Avez-vous remarqué qu’il s’agit là, mine de rien, d’une belle récupération du principe de confédéralisme, tellement décrié par les mêmes jusqu’il y a peu ?

 

C’est à la fois triste et grave.

Le pire est sans doute à venir quand ils nous annonceront qu’ils travaillent à une Belgique rééquilibrée…stabilisée sans oser dire pour combien de temps ? Solution temporaire imposée par la force des choses, on entrera dans le confédéralisme comme on est entré dans le fédéralisme… à reculons.

Que de temps et d’énergie perdue à refuser de se rendre compte d’une réalité que le Mouvement wallon a clairement démontrée depuis plus d’un siècle maintenant. Il y a plusieurs peuples qui sont piégés sur un même territoire. Alors qu’une solution simple et équilibrée, préservant les choix d’avenir existe dans l’immédiat.

 

Beaucoup de commentaires laissés sur ce blogue reprochent aux citoyens de ne pas se rendre compte de ce qui se passe. Mais comment leur en vouloir, si ceux qui doivent, non pas les représenter, mais les informer ne font pas leur devoir ?

 

Comment, sans passer par eux, faire connaître ou faire prendre conscience de l’ampleur de la manipulation des foules ?

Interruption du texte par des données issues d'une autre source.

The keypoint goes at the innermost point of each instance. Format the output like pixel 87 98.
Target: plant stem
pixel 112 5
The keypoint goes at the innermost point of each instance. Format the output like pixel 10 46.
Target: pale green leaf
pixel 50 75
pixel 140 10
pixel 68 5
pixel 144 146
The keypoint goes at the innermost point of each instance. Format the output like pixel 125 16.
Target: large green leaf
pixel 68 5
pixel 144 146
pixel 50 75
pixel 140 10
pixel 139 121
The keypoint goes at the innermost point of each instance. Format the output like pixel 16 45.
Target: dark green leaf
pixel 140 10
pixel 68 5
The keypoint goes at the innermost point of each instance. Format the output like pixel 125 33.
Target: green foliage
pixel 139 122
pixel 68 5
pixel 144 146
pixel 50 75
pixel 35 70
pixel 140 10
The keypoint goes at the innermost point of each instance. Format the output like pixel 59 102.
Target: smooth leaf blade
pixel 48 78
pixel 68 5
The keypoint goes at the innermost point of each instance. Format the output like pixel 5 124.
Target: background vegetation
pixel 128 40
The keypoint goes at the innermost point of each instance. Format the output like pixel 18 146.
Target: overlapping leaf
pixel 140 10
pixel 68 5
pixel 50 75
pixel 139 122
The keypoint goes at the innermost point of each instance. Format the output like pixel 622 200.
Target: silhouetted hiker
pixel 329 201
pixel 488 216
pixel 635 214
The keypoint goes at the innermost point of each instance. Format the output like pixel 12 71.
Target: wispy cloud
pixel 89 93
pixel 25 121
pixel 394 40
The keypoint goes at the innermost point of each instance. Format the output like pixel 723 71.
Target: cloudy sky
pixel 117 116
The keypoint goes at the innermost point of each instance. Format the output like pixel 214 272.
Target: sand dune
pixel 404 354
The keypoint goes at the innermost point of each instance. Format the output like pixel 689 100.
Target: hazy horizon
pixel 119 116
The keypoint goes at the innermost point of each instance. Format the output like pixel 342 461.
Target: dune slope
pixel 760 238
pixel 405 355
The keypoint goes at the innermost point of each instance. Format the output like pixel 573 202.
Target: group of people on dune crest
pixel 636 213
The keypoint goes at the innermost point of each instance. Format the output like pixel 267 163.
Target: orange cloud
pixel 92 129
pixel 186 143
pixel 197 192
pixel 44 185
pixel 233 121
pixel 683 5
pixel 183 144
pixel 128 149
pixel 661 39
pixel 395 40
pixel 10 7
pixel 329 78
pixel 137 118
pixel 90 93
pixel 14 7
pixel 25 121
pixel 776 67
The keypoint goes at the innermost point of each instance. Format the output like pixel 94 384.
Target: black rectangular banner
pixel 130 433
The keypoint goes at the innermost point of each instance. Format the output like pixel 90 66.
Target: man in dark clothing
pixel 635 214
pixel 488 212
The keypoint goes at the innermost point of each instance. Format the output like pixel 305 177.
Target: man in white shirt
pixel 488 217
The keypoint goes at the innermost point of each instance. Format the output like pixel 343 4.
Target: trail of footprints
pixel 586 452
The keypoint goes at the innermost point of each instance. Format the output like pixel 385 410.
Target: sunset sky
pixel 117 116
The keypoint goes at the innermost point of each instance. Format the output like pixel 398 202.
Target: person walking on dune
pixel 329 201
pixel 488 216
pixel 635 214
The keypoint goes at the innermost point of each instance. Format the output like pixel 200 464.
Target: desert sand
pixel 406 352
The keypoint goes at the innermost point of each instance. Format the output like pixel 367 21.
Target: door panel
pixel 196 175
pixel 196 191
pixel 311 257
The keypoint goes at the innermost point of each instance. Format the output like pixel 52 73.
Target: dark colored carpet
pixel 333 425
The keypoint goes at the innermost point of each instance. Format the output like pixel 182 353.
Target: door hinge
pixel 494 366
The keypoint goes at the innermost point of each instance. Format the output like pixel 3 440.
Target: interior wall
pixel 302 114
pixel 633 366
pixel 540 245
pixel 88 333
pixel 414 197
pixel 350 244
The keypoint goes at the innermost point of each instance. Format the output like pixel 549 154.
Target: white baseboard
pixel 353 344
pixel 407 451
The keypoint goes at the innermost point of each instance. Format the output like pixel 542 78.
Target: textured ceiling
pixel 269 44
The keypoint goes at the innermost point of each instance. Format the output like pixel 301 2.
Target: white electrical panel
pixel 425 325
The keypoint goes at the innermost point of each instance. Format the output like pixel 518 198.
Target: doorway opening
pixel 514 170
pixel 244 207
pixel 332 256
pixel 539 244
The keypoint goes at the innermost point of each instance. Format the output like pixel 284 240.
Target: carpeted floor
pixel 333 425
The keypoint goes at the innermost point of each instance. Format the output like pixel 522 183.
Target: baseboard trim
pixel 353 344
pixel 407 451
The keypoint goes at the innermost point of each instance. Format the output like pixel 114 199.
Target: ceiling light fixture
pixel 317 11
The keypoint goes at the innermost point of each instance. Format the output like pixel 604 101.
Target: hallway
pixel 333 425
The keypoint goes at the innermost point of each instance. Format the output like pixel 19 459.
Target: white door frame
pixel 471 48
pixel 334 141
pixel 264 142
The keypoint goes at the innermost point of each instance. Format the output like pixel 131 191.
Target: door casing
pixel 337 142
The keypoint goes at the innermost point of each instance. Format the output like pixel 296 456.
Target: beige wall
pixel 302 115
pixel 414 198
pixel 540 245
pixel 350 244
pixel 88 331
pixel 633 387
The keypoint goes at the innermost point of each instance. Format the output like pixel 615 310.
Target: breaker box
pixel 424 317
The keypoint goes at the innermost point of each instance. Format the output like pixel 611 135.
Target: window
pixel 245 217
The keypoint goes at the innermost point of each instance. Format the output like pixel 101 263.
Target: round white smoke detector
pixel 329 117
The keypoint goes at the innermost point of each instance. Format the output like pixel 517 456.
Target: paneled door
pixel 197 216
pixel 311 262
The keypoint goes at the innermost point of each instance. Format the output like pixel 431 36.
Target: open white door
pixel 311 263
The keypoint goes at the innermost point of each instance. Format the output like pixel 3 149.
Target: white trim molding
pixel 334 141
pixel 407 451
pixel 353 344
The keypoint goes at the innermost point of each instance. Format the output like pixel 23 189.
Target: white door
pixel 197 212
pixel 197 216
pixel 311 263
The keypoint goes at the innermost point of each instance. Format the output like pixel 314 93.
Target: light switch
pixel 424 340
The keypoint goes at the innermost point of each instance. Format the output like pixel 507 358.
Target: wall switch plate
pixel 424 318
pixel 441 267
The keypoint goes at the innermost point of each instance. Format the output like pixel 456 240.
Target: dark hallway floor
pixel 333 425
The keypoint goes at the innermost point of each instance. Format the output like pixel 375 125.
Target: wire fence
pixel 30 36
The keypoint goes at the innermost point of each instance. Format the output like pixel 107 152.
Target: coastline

Non, il n’y a jamais de prise de recul par rapport à la réalité révélée. Les schémas caricaturaux (*) sont plus pratiques et donnent bonne conscience. Ils sont simples à manier. La plupart des dirigeants acceptent l’idée que le public est trop idiot pour comprendre une réalité toujours jugée complexe et surtout décrite comme telle. Puisque ce même public fera toujours nécessairement des impasses sur ce qui le concerne directement et apparemment le moins. Il restera à lui distiller des schémas prémâchés qu’il n’aura plus qu’à avaler.

 

Ce sont des minorités qui font ou faisaient bouger les choses. Hélas, chez nous, depuis la prise du contrôle des médias par les partis l’impossibilité légale (et de fait) de concourir au jeu démocratique, les minorités ne parviennent plus à se faire entendre.

 

Attendons-nous donc à des propos lénifiants et simplificateurs dès que la phase actuelle de dramatisation sera terminée et qu’un accord équilibré provisoirement définitif nous sera vendu – à « notre »grand soulagement. Prolongeant l’existence d’une certaine Belgique. Le « préformateur » se muant en un.. prolongateur. A moins que... Di Rupo n'ayant intégré que la séparation est ineluctable 
et  joue le jeu en faisant sembant d y croire encore pour laisser l'initiative de la rupture aux Flamands et negocier la separation tout en restant officiellement  demandeurs de rien. Vous y croyez, vous ?

 

 

(*) Curieux paradoxe, non ? Ils sont organisés sur base communautaire, mais sont ou seraient, ou encore se diraient (en tous cas dans leur dialogue avec les Flamands) plutôt partisans de régions… Et en tous cas, Ils se présentent comme les défenseurs des régions de Bruxelles et de la Wallonie. N’y aurait-il pas là des arrière-pensées ?  Quand on sait que par ailleurs ils rêvent depuis longtemps d’une mini-Belgique continuée composée de Bruxelles et de la Wallonie … Oubliant par là le caractère bilingue de Bruxelles où les Flamands bruxellois sont aussi chez eux. Calcul politique ? Ou bien ne se présentent-t-ils en régionalistes que - seulement - pour défendre Bruxelles ? Lisez ceci qui montre bien que le souci régionaliste actuel n'est que de façade

 

(**) Les Wallons sont paresseux, les Flamands travailleurs, les francophones opprimés, la Wallonie « rouge » en déficit, la Flandre riche et bien gérée, le fédéralisme est un échec, le confédéralisme est le fédéralisme des cons, la sécurité sociale belge est une des meilleures du monde… et j’en passe. Vous en voulez encore ?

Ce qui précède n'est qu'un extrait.